SEHRA’s impact so far

We developed SEHRA with an advisory group of leading eye health organisations and we’ve now completed nine SEHRAs, including five pilots, with partners across six countries: South Africa, India, Pakistan, Liberia, Uganda and Ethiopia. The results have provided interesting insights.

In Liberia, the SEHRA with Sightsavers was described as a catalyst for national strategic discussions about the future direction of school eye health. “The output of SEHRA is exactly what was needed, it’s doing what we hoped it would do!” Says Sumrana Yasmin, Technical Director for Eye Health at Sightsavers. “SEHRA provided invaluable data to scale our School Health Integrated Programme more effectively. We welcome this tool, which assists in designing, planning, implementing, and monitoring a school eye health programme.” Sightsavers is now planning to implement SEHRA in Kenya and Nigeria in the coming months.

The SEHRA completed in Uganda with EYElliance and Clinton Health Access Initiative  (CHAI) is the most representative school eye health survey ever done in the country.

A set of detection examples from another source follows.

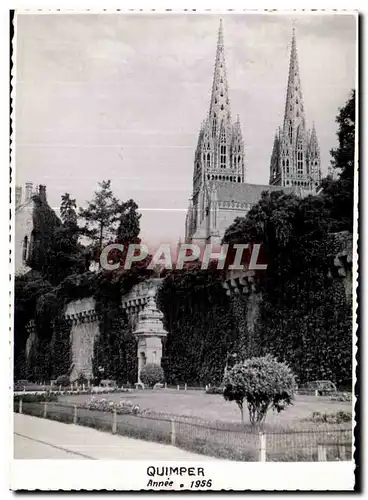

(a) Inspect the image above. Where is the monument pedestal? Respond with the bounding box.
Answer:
[134,290,167,383]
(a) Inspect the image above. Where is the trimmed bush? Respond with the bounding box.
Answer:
[224,355,296,426]
[14,392,58,403]
[140,363,164,389]
[206,387,224,395]
[307,410,353,424]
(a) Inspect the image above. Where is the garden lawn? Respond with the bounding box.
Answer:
[59,389,353,427]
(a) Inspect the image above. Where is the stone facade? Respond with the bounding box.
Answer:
[270,31,321,192]
[50,279,162,380]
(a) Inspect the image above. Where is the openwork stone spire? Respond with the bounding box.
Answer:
[270,29,321,192]
[185,21,245,242]
[209,19,231,137]
[284,29,305,144]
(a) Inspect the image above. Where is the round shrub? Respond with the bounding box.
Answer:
[140,363,164,388]
[224,355,296,426]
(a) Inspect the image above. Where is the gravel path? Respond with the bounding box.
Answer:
[14,413,221,461]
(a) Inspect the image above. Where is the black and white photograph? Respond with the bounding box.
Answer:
[10,9,359,492]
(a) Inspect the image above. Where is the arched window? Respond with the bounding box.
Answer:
[297,142,304,177]
[220,128,226,168]
[22,236,28,264]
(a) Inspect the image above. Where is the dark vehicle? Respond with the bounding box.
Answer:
[298,380,337,396]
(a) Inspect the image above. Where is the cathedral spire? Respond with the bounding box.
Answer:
[284,28,305,144]
[209,19,231,137]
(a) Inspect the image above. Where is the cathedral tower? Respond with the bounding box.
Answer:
[186,20,245,241]
[270,30,321,192]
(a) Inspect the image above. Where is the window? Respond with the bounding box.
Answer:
[289,120,293,141]
[297,142,304,177]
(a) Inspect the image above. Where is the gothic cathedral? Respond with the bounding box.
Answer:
[185,21,321,244]
[270,30,321,192]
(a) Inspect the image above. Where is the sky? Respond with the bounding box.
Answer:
[15,13,356,245]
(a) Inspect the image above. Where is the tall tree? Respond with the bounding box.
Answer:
[60,193,79,243]
[331,90,355,181]
[79,180,119,250]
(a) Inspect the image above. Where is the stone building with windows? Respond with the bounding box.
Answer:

Maggie Dawson from EYElliance says: “The SEHRA has facilitated discussion both at Ministries of Health and Education, to ensure that all children, especially the most vulnerable, receive the eyeglasses they need to thrive in school. The data gathered from this assessment will not only guide resource prioritization but also inform policy development and institutional frameworks, laying the foundation for a national-scale, evidence-based school eye health initiative.” The Ministry of Education has recently used the data to advocate for additional funding allocations from development partners.

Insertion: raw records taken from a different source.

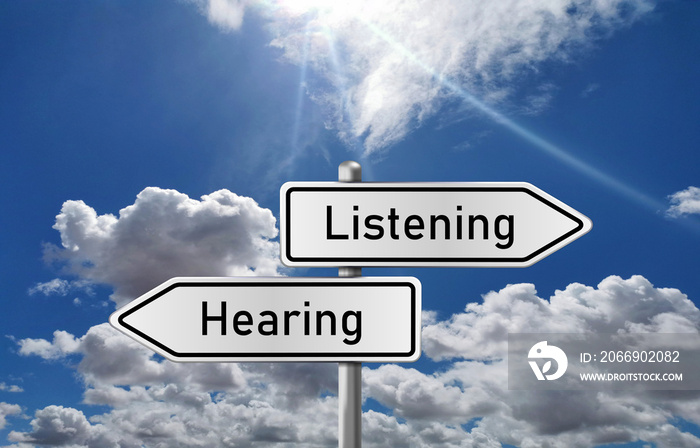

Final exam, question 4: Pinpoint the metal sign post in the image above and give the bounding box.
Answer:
[338,160,362,448]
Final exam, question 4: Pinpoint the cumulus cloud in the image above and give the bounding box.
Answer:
[666,187,700,218]
[201,0,653,153]
[44,187,280,306]
[0,402,22,429]
[423,276,700,360]
[0,382,24,392]
[10,276,700,448]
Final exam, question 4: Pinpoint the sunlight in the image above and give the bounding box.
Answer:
[267,0,665,212]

Finally, the data from India with Dr Shroff’s Charity Eye Hospital provides exciting validation of SEHRA’s reliability. When we compared SEHRA findings with programme data from the same region, the results were remarkably similar, confirming SEHRA’s accuracy as a baseline assessment tool and what programmes will actually encounter in the field.

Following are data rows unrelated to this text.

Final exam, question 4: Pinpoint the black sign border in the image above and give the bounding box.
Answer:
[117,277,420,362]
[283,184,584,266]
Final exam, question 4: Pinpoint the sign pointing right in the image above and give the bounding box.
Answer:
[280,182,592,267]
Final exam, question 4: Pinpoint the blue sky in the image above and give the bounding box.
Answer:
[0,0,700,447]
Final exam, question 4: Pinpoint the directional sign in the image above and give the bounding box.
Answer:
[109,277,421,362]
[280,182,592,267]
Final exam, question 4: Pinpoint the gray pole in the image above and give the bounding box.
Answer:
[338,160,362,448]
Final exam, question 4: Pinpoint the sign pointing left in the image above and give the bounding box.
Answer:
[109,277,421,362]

Four key takeaways from SEHRA data:

  1. Evidence-based programming: SEHRA provides robust evidence to implement programmes that genuinely meet the eye health needs of school-going children while accounting for local environmental readiness and capacity.
  2. Regional variations matter: SEHRA reveals significant regional differences in condition prevalence—for example, uncorrected refractive error rates of 4.0% in India versus 0.07% in Liberia, and conjunctivitis rates of 0.8% in India versus 3.5% in Uganda.
  3. Quality measurement: SEHRA measures effective refractive error coverage (eREC)—how well programmes are reaching and treating children who need glasses—and identifies quality gaps. These serve as valuable indicators for measuring progress at both regional and national levels.
  4. Advocacy support: Including school eye health programmes in national eye health and inclusive education plans requires the comprehensive, credible evidence that SEHRA provides.

So, the next time you venture out shopping, remember to look in your fridge first to see what’s already there. Similarly, conducting a SEHRA before implementing a school eye health programme gives you that essential baseline — showing you what eye health services and needs already exist, so you can plan for what’s missing.